FREDDY’S LAST HURRAH
Huy, July 2006. The Tour de France stage was about to roll out. A panting, sweating, stressed-out middle-aged man with the face of a venerable suntanned garden gnome was running through the cars parked ahead of the start line. Freddy Maertens had been left behind by the VIP car with which he was supposed to be travelling to the finish in Saint-Quentin and was desperate for a lift.
We put Freddy in the car and drove him down the course through Belgium until he had sorted things out; after a flurry of phone calls involving his wife Carine, eventually we passed him on to another car. It felt like picking up George Best at the roadside.

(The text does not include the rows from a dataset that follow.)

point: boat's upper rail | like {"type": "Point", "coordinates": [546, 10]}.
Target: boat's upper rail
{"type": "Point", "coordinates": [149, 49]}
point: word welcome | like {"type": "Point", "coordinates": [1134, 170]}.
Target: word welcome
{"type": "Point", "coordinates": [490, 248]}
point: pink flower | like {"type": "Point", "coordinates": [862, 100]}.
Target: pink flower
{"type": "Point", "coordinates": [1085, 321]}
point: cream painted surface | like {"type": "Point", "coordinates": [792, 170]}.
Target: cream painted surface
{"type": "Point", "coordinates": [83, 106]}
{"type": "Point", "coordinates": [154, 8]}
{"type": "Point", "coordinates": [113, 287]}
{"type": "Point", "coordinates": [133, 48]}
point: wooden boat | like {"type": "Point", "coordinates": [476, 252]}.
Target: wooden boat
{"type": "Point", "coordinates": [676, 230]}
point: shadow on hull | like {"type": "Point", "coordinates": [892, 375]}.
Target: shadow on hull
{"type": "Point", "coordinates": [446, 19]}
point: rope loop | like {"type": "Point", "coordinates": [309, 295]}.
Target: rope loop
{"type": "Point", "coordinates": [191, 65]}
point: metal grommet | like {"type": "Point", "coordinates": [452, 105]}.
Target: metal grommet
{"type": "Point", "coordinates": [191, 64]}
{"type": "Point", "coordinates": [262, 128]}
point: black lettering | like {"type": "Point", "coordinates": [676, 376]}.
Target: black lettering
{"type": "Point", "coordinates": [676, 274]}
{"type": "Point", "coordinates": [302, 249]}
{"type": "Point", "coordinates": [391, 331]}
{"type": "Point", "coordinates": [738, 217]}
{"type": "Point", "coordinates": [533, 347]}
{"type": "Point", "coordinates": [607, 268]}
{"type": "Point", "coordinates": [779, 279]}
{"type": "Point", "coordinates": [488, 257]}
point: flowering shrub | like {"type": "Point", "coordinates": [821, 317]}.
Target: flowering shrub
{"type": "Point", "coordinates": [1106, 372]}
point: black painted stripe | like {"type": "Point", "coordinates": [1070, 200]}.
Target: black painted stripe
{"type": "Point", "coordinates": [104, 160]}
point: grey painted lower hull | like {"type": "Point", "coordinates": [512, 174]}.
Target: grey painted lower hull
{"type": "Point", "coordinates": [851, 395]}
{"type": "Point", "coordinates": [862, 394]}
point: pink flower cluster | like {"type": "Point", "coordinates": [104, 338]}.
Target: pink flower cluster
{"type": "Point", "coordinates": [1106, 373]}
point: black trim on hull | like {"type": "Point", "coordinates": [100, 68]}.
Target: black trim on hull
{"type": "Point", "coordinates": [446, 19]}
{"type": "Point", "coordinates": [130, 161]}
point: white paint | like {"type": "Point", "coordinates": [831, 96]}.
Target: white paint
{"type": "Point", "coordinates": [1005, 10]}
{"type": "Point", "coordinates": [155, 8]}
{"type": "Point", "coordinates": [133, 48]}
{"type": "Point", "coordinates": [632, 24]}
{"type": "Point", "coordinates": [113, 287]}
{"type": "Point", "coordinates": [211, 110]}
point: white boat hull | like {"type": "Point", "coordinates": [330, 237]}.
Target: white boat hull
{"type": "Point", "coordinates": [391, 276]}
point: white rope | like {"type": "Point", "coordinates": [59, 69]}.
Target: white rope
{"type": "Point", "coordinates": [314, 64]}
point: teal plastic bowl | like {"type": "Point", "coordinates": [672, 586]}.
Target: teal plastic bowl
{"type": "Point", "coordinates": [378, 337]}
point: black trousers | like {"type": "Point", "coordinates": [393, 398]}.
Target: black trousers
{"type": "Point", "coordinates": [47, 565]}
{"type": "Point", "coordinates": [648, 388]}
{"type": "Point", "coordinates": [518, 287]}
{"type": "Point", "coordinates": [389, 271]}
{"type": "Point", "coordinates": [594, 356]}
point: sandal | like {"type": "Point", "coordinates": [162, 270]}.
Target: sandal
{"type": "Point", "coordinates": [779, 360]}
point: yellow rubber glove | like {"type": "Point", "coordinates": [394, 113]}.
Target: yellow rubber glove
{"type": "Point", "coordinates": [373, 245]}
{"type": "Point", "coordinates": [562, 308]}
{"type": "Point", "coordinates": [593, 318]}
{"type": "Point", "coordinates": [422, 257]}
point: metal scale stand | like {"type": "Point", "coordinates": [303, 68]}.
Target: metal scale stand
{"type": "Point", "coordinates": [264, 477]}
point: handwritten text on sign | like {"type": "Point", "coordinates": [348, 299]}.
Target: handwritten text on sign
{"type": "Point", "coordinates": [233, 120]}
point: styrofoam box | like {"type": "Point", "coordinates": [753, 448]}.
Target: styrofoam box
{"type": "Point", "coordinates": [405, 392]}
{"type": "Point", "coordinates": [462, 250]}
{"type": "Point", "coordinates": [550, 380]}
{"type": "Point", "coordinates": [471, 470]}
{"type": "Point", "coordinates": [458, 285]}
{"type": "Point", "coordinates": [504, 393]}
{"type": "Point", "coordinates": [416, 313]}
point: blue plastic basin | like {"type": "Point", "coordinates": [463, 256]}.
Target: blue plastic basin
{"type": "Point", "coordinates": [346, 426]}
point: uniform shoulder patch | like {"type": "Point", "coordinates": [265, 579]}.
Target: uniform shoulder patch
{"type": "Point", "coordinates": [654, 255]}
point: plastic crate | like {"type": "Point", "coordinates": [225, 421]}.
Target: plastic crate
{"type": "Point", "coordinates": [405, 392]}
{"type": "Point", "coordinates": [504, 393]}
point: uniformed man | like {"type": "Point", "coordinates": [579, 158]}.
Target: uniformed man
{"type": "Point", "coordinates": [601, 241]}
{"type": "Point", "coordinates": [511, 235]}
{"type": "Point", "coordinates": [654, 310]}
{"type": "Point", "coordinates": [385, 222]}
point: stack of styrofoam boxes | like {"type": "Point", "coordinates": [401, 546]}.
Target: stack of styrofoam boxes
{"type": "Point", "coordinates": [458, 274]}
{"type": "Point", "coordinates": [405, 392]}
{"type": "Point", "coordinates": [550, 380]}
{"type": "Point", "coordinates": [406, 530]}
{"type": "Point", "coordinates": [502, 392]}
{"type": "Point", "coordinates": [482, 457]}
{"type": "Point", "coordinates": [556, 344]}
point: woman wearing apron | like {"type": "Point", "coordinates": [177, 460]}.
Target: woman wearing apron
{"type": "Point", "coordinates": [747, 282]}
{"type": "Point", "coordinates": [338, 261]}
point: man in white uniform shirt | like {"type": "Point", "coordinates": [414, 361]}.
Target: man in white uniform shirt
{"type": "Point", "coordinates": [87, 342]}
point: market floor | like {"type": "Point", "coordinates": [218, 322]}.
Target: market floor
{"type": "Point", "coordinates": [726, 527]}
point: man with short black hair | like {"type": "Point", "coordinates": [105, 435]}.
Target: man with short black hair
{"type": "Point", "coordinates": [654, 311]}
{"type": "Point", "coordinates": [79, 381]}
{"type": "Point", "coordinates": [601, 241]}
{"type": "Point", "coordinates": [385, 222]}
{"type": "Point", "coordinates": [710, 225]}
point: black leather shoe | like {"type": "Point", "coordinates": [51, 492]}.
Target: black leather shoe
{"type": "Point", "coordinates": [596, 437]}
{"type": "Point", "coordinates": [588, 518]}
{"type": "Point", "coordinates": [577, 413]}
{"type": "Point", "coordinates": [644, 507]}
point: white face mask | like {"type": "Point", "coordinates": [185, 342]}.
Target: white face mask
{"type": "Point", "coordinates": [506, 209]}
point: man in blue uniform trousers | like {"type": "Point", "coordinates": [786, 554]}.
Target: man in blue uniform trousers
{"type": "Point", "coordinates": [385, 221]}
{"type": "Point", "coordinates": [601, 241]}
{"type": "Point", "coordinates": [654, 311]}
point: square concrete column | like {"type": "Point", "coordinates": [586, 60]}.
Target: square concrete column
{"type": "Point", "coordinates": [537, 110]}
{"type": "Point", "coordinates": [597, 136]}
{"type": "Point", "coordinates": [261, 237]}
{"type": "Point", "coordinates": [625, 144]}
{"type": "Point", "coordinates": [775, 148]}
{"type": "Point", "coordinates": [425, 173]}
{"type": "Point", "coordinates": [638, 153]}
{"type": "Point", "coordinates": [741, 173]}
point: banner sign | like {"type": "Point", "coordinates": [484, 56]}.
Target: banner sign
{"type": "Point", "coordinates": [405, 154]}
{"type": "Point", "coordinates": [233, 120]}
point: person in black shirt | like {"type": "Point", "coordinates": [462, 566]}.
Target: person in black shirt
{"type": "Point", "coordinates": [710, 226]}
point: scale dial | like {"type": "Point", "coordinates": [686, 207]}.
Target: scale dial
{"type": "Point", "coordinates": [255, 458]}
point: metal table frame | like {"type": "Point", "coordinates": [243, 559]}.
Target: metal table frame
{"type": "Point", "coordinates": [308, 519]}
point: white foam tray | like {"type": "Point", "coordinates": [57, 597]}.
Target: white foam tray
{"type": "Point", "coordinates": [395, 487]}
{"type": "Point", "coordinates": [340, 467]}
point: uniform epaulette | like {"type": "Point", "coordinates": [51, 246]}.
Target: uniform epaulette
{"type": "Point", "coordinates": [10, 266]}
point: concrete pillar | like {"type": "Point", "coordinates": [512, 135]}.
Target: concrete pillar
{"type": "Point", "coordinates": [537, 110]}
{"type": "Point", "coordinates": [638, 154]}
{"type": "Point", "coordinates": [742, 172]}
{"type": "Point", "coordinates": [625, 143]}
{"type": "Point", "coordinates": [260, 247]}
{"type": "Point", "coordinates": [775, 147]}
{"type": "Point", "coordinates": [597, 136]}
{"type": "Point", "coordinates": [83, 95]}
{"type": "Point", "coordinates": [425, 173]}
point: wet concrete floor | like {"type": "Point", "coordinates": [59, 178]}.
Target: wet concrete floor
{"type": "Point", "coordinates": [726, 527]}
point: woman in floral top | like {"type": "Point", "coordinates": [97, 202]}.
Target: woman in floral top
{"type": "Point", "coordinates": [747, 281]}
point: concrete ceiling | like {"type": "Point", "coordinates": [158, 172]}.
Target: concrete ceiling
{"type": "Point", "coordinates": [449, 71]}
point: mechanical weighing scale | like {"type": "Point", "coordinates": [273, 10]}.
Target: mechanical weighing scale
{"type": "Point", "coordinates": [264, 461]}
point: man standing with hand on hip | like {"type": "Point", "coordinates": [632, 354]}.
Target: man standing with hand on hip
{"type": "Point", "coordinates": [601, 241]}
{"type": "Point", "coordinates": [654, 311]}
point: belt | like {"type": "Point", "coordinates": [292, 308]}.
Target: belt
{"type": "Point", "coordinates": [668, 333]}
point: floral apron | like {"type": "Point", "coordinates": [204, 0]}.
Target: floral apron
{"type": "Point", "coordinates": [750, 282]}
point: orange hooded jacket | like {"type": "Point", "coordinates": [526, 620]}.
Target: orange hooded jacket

The episode reflected the vulnerability that had marked Maertens’s rags-to-riches-to-rags trajectory. I can’t imagine finding any other great of cycling’s past in that situation. Who would dare drive away from a Tour stage start having left Bernard Hinault scrabbling around for a ride?
When I interviewed Maertens in 2017, he was trying to put the past behind him. He’d had heart problems, and it had taken him years to fix his financial issues, which began when his sponsor failed to pay him for 18 months. There were poor investments and a massive tax bill. He asked to be paid for the interview, and he took the money up front. He was working at the Tour of Flanders museum in Oudenaarde.